L’installation de Giorgia Meloni au Palazzo Chigi représente une nouvelle accélération du calendrier jusqu’au vote de confiance des deux branches du Parlement. Les déclarations programmatiques du Premier ministre débuteront mardi à 11 heures dans l’hémicycle, suivies d’un vote de confiance.

La discussion générale commencera à 13 heures et se poursuivra jusqu’à 17 heures, date à laquelle Meloni répondra. Les explications de vote sont prévues de 17h30 à 19h, quand commencera “l’appel” à la confiance. Le résultat du vote est attendu vers 20h30. Le vote de confiance au Sénat est prévu pour le lendemain, mercredi.

Factures chères, inflation et dossiers de retraite sur la table

Pas de préjugés des syndicats et des entreprises, mais la demande de discussion et de réponses aux urgences. Les factures onéreuses pour les familles et les entreprises, la perte de pouvoir d’achat pour les revenus, la réforme des retraites pour surmonter la loi Fornero et donner la possibilité de partir avant 67 ans : ce sont quelques-unes des priorités à aborder et en ce moment il est plus nécessaire que jamais de les affronter « ensemble ». Aux mêmes heures où le nouvel exécutif prêtait serment au Quirinal, Cgil Cisl et Uil – sur la place avec les dirigeants Maurizio Landini, Luigi Sbarra et Pierpaolo Bombardieri pour la manifestation nationale sur la sécurité au travail – ont d’abord demandé à être impliqués : trop tôt pour une évaluation, « Nous jugerons du mérite » de l’action, ont-ils répété dans le même sens.

L’ouverture du ministre Calderone

Et sur la confrontation, les partenaires sociaux ont immédiatement trouvé le soutien de la nouvelle ministre du Travail, Marina Calderone, qui a assuré la volonté de poursuivre “un dialogue renouvelé”, précisément pour que “des solutions partagées puissent être trouvées” au profit des monde de l’entreprise, des salariés et des travailleurs indépendants.

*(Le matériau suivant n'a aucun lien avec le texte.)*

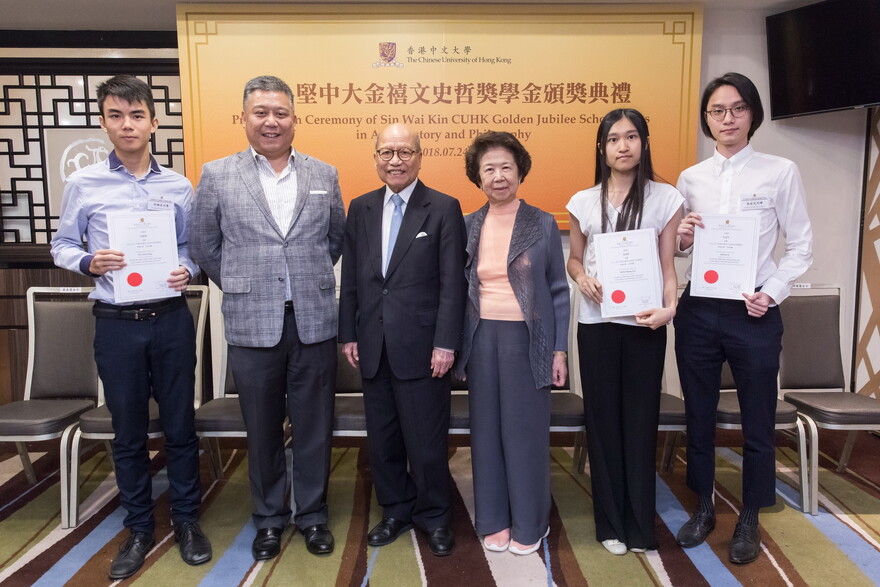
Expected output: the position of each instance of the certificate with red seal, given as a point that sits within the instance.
(149, 241)
(725, 258)
(628, 267)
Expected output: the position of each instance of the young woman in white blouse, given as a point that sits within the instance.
(621, 359)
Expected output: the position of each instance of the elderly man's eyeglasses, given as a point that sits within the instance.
(719, 113)
(402, 154)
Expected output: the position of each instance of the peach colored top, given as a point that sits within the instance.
(497, 300)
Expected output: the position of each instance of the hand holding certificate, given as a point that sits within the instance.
(725, 257)
(628, 267)
(149, 242)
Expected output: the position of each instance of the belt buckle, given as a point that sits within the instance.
(144, 314)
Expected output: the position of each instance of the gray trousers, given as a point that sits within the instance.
(510, 434)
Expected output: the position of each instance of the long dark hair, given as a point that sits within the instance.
(630, 216)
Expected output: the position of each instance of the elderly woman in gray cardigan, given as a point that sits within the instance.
(514, 346)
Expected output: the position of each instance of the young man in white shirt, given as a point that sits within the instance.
(737, 180)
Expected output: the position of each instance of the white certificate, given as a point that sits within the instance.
(149, 242)
(725, 257)
(628, 267)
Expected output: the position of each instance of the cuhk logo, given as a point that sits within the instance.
(387, 55)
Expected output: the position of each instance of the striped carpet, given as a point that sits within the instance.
(838, 547)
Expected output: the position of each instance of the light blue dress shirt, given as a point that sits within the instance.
(106, 187)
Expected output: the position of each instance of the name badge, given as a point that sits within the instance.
(754, 202)
(160, 205)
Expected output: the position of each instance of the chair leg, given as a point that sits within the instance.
(214, 456)
(73, 483)
(26, 463)
(847, 451)
(803, 468)
(579, 456)
(65, 473)
(813, 467)
(108, 446)
(670, 447)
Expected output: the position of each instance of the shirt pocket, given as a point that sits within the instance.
(761, 205)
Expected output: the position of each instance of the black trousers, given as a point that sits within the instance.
(709, 331)
(137, 359)
(297, 380)
(510, 434)
(621, 373)
(407, 433)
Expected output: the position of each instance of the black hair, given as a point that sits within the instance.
(747, 91)
(489, 140)
(128, 88)
(630, 217)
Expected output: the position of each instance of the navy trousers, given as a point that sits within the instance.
(407, 434)
(137, 359)
(298, 380)
(709, 331)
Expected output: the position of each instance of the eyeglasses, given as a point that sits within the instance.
(402, 154)
(737, 112)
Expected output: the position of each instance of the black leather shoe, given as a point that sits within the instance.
(746, 544)
(319, 540)
(441, 541)
(131, 555)
(387, 531)
(195, 548)
(267, 543)
(695, 530)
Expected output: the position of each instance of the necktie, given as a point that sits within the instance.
(396, 219)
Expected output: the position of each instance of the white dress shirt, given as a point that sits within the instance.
(661, 204)
(761, 185)
(388, 211)
(279, 188)
(280, 191)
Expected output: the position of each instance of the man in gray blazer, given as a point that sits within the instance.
(267, 227)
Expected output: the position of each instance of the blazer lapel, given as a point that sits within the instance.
(373, 228)
(526, 231)
(413, 220)
(247, 170)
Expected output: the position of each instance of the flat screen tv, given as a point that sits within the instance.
(824, 57)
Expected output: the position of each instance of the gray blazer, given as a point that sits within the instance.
(235, 240)
(536, 270)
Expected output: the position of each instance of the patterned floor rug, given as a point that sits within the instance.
(840, 546)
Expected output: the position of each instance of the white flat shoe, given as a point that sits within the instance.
(529, 549)
(495, 547)
(614, 546)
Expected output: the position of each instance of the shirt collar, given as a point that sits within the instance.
(258, 158)
(737, 162)
(115, 164)
(405, 193)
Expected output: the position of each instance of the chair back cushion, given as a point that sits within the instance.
(63, 347)
(810, 356)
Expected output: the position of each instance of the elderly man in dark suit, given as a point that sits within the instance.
(400, 319)
(267, 227)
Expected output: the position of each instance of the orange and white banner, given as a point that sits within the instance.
(545, 73)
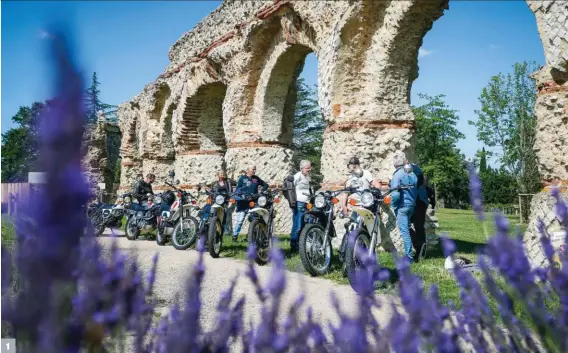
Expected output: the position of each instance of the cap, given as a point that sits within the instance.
(353, 160)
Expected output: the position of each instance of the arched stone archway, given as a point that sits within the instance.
(199, 137)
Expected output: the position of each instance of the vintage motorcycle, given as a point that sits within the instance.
(220, 205)
(177, 222)
(261, 218)
(146, 218)
(317, 230)
(368, 229)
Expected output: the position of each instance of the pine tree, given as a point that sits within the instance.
(93, 103)
(483, 161)
(309, 126)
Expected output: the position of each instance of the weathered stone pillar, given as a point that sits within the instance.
(365, 93)
(95, 159)
(551, 111)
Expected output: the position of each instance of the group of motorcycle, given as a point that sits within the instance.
(170, 214)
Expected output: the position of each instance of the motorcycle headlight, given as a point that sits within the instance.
(319, 201)
(262, 201)
(367, 199)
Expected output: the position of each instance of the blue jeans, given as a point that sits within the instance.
(403, 215)
(298, 214)
(240, 220)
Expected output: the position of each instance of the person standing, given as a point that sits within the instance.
(419, 215)
(143, 188)
(247, 184)
(403, 201)
(302, 184)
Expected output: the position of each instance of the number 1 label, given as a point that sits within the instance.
(8, 345)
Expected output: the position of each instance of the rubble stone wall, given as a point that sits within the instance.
(227, 97)
(551, 110)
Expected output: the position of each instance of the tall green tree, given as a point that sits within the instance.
(93, 102)
(482, 161)
(506, 120)
(309, 126)
(438, 156)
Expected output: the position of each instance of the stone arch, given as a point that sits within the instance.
(201, 122)
(278, 95)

Parmi les premières questions à aborder, outre le revenu de citoyenneté, il y aura justement la question des retraites : « Je n’échapperai pas aux enjeux, nous les aborderons aussi en écoutant les demandes des partenaires sociaux et de tous les sujets qui apportent des contributions importantes », a-t-il assuré à Cauldron.

Les revendications des syndicats

« Nous avons besoin d’un accord sur les retraites maintenant. Pour éviter l’escalier de la loi Fornero » à partir du 1er janvier 2023, insiste Sbarra, précisant que « nous n’accepterons pas de sanctions qui font peser le coût de la crise sur les épaules des plus faibles ». Pour aboutir, poursuit-il, « une réforme qui donne stabilité et inclusivité au système de sécurité sociale. Garantir à chacun, à commencer par les jeunes, des chèques décents ». « Nous espérons être impliqués. S’il nous écoute, il aura notre consentement”, précise aussitôt le dirigeant de la CGIL après avoir souligné comment “nous disons aussi ceci au nouveau gouvernement : pour aborder la question de la santé et de la sécurité au travail, il faut d’abord surmonter l’emploi l’insécurité et, deuxième point, enfin faire une loi qui empêche la logique de la remise maximale ».